Die Steuerermäßigung für die Inanspruchnahme von ambulanten Pflege- und Betreuungsleistungen nach § 35a Abs. 2 Satz 2 erster Halbsatz EStG Steuerpflichtigen ist hingegen auch dann zu gewähren, wenn die Pflege- und Betreuungsleistungen nicht im eigenen Haushalt, sondern im Haushalt der gepflegten oder betreuten Person ausgeübt oder erbracht werden (§ 35a Abs. 4 Satz 1 EStG). Dahingehende Aufwendungen können daher auch von Steuerpflichtigen (z.B. Angehörigen) geltend gemacht werden, die diese Aufwendungen getragen haben.
Auch die Beschränkung auf Kosten für Dienstleistungen, die mit denen einer Hilfe im Haushalt vergleichbar sind, greift insoweit - anders als bei der stationärem Pflegeaufwand - nicht. Die dahingehende Unterscheide hat der BFH in der Besprechungsentscheidung verdeutlicht. Allerdings muss es sich auch bei Aufwendungen für die ambulante Pflege eines Angehörigen um eigenen Aufwand des Steuerpflichtigen handeln.
Beratungshinweis: Davon ist auszugehen, wenn er den Pflege- und Betreuungsvertrag im eigenen Namen, wenn auch zugunsten des Angehörigen abgeschlossen hat und entsprechende Zahlungen auf die (eigene) Schuld leistet. Ist hingegen der Angehörige aus dem Vertrag (berechtigt und) verpflichtet, handelt es sich bei den Aufwendungen des Steuerpflichtigen um Zahlungen auf eine fremde Schuld und damit um steuerunerheblichen Drittaufwand. Dahingehende Unklarheiten sind bei Vertragsschluss und -abwicklung deshalb tunlichst zu vermeiden. Auch das macht die Besprechungsentscheidung deutlich.

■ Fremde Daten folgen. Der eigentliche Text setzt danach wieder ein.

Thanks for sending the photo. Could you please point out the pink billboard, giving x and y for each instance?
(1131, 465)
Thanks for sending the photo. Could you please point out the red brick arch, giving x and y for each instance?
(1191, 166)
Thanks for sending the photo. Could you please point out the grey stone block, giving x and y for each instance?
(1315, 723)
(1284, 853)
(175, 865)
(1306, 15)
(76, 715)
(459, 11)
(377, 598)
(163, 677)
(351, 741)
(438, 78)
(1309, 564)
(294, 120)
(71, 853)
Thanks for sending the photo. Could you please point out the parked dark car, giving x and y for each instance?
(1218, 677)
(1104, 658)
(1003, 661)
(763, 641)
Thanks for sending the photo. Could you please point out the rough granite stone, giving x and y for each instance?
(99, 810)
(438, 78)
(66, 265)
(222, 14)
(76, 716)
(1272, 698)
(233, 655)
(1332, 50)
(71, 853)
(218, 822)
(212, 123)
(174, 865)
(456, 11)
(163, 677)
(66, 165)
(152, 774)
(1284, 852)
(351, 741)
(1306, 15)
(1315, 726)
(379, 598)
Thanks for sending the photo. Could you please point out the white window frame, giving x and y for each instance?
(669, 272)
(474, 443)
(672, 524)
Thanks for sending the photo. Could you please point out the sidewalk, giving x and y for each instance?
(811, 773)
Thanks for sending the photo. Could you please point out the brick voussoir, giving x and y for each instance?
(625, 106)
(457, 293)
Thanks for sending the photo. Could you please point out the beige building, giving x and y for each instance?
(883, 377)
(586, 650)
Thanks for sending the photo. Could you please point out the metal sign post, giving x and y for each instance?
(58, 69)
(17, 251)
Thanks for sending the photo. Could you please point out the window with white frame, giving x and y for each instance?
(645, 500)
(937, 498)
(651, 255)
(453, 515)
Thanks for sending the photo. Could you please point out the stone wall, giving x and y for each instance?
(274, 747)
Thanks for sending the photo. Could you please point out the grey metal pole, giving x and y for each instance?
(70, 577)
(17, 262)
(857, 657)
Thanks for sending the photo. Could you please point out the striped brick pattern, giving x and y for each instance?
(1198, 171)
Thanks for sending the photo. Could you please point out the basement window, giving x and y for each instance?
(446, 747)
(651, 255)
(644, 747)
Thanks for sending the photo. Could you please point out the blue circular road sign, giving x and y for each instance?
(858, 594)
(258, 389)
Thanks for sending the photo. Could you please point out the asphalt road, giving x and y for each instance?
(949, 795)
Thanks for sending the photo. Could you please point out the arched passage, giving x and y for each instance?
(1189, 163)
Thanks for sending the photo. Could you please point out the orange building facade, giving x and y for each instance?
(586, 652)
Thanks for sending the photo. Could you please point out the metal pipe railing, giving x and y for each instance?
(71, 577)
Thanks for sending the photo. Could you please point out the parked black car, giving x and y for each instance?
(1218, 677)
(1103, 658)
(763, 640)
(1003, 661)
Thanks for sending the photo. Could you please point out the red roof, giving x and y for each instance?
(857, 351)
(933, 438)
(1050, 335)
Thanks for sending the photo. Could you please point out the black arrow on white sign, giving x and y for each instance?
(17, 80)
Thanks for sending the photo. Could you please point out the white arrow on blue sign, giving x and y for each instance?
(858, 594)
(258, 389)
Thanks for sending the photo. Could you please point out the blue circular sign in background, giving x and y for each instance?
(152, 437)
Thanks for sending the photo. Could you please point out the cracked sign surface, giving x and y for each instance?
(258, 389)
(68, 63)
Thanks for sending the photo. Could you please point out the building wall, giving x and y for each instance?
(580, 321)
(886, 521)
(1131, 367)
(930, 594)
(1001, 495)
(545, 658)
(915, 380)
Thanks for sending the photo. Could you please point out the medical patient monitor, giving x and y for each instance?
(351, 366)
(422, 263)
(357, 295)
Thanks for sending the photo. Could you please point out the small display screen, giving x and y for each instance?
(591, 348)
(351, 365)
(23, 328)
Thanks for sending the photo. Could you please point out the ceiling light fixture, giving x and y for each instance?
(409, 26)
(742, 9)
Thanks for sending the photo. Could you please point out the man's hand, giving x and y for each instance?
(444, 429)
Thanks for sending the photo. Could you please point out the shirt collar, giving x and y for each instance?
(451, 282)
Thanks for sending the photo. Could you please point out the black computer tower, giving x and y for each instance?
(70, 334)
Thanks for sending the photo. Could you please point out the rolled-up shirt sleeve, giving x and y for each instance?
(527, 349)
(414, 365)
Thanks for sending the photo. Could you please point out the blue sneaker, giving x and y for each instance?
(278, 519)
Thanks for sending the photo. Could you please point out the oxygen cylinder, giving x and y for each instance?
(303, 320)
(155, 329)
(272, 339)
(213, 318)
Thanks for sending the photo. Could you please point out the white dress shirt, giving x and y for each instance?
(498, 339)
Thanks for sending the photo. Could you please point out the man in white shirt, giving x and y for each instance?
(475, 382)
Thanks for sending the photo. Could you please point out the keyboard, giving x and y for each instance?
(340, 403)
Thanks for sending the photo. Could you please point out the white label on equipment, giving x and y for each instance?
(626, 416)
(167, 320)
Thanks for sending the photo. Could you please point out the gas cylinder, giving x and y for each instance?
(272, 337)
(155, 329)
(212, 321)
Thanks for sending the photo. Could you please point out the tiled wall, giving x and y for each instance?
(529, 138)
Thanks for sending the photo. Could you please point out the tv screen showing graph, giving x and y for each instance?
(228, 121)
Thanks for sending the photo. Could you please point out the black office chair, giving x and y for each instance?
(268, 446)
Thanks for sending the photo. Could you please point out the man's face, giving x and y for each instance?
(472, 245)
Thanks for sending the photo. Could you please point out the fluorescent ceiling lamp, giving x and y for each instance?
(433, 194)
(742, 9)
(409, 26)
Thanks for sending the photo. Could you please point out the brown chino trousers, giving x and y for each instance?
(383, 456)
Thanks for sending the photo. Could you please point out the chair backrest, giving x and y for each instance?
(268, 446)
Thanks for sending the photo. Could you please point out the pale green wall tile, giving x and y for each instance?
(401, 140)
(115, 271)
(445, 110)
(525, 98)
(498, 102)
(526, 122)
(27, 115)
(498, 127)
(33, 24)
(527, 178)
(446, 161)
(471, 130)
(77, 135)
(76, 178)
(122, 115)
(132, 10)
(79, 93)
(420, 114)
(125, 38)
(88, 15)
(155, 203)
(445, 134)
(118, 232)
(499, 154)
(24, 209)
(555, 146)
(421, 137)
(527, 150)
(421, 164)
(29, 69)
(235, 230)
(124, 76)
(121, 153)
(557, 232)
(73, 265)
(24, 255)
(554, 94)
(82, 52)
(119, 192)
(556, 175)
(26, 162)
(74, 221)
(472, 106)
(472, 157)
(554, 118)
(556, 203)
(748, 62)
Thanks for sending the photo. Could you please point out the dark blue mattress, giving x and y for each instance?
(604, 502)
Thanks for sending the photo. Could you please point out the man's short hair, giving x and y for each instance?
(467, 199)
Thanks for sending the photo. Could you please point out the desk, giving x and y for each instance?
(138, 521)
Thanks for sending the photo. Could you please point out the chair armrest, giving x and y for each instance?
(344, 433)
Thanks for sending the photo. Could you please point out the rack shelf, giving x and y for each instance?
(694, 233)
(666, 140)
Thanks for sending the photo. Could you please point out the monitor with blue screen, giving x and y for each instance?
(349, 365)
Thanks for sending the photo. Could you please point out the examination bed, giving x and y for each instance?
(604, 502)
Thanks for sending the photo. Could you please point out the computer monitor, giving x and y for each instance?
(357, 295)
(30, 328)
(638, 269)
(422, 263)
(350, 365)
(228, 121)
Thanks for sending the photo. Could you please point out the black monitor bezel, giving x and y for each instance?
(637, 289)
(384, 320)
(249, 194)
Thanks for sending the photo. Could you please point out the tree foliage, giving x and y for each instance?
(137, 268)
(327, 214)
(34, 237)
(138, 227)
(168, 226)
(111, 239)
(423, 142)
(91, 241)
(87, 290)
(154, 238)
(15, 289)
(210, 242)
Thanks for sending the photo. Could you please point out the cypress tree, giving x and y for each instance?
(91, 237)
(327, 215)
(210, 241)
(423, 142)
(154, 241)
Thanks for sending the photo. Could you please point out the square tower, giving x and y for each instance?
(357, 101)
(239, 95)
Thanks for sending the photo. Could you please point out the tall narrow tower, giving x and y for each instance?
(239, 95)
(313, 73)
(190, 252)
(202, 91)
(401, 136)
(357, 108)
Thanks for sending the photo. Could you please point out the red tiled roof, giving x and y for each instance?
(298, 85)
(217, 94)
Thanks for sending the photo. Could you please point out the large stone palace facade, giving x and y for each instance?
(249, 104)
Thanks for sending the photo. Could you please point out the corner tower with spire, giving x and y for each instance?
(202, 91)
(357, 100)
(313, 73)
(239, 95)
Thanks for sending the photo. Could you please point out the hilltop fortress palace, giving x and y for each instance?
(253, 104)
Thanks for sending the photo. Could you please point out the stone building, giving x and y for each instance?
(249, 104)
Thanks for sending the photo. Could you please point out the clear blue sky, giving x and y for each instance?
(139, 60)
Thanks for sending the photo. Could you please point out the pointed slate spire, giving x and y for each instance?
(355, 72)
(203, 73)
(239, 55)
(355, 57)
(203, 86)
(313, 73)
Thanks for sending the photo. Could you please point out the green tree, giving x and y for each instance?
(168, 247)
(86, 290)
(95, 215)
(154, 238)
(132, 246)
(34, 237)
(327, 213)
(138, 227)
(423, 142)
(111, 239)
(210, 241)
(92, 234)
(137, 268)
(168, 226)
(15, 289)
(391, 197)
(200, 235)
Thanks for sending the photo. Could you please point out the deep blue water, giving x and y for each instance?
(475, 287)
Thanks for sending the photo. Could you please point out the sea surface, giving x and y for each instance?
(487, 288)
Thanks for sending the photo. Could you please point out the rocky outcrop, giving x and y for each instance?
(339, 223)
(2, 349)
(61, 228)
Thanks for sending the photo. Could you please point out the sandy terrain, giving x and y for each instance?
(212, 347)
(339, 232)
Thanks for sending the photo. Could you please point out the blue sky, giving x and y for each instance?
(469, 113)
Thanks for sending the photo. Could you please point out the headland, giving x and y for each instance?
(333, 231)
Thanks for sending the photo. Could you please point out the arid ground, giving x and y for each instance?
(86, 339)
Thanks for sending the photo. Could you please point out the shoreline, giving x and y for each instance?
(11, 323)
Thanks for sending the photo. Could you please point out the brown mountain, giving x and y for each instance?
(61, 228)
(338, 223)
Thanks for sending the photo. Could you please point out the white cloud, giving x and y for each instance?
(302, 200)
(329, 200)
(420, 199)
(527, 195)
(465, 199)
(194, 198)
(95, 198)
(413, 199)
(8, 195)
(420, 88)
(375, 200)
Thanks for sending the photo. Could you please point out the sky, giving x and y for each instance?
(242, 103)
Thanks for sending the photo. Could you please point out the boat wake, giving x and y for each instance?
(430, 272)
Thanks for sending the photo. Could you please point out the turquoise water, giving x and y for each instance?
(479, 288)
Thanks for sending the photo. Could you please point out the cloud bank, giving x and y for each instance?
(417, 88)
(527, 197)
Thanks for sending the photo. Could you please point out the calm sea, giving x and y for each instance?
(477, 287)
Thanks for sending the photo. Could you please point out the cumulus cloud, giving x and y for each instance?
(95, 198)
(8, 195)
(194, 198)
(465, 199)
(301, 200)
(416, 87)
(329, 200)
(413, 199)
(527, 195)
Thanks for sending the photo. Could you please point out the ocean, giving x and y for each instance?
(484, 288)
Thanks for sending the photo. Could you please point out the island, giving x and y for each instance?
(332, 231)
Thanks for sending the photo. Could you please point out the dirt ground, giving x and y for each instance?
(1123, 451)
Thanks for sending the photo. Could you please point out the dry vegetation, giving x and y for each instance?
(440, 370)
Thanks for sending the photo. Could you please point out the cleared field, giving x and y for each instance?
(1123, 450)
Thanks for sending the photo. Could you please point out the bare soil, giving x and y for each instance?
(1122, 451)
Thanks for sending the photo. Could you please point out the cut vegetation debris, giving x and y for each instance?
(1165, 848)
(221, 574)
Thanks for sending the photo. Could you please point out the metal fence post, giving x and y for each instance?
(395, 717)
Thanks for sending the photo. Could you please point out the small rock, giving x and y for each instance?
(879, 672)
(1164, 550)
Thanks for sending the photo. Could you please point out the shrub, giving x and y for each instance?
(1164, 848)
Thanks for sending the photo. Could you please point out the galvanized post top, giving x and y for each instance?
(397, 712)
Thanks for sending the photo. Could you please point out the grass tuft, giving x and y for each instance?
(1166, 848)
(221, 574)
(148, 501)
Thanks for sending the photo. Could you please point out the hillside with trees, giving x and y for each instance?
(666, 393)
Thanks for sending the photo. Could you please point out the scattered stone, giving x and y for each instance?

Zudem ist der Steuerpflichtige gut beraten, entsprechende Zahlungsnachweise vorzuhalten. Der Umstand, dass der Steuerpflichtige für die Aufwendungen keine Rechnung erhalten oder in den Zahlungsvorgang ein Kreditinstitut eingebunden haben muss, entbindet ihn von den allgemeinen Nachweispflichten nicht.